昔からアリアは突然、家を留守にすることがあった。どこに行っていたのか尋ねるとアリアは決まって言った。「探しものをしていたの」

「・・・アリアは何を探してるんだろう?」

「私も心当たりが無いんだ。本当に大事なものみたいだけどねぇ。」

シャッキーとアリアは共に45歳。25歳の時に出会い一緒にお店を始めたと言っていた。

「心配ですね・・・。」

そう呟いたルネアに、シャッキーはにっこりと笑った。

「だいじょうぶさ。ルネアさん。よくあることなんだ。きっとそのうちひょっこり帰ってくるよ。さ!ドレスの裾直しをしよう!」

誰よりも俺を可愛がってくれたアリア。明るい人だったが、時々寂しい顔でぼんやりしていることがあった。

何か力になれるといいんだが・・・。
ぼんやりと考え事をしていると

「お待たせしました。」

試着室からルネアが出てきた。ドレスは来ていない。

「もうドレスを脱いでしまったのか?」

ルネアがドレス姿をみれると思っていたから残念だ。

「本番のお楽しみだよ。とびきり可愛いから、ルカもびっくりするだろうさ。」

「本当に楽しみだよ。アリアがもどったら教えてくれ。」

「勿論さ。ルネアさんのこともアリアに早く伝えたいしね。
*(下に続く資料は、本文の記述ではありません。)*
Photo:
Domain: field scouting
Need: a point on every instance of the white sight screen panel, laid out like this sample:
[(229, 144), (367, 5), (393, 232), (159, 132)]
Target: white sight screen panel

」

ドレスが入った袋を預かり、ルネアの手を取る。

「シャッキーさん。可愛らしいドレスをありがとうございます!」

「どういたしまして。私もルカの婚約者さんのドレスを作れるなんて嬉しいよ。また来ておくれ!」

ルネアはペコリと頭を下げる。



「みんな、喜んでくれますね・・・。」

お店を出ると、ルネアが呟いた。
偽物の婚約者であることに対して、ルネアは罪悪感を持っている。

「気にすることはないさ。」

なあ、ルネア。
君は俺のことをどう思ってるんだい?

婚約者(仮)の契約が終わってもそばにいてほしいんだ。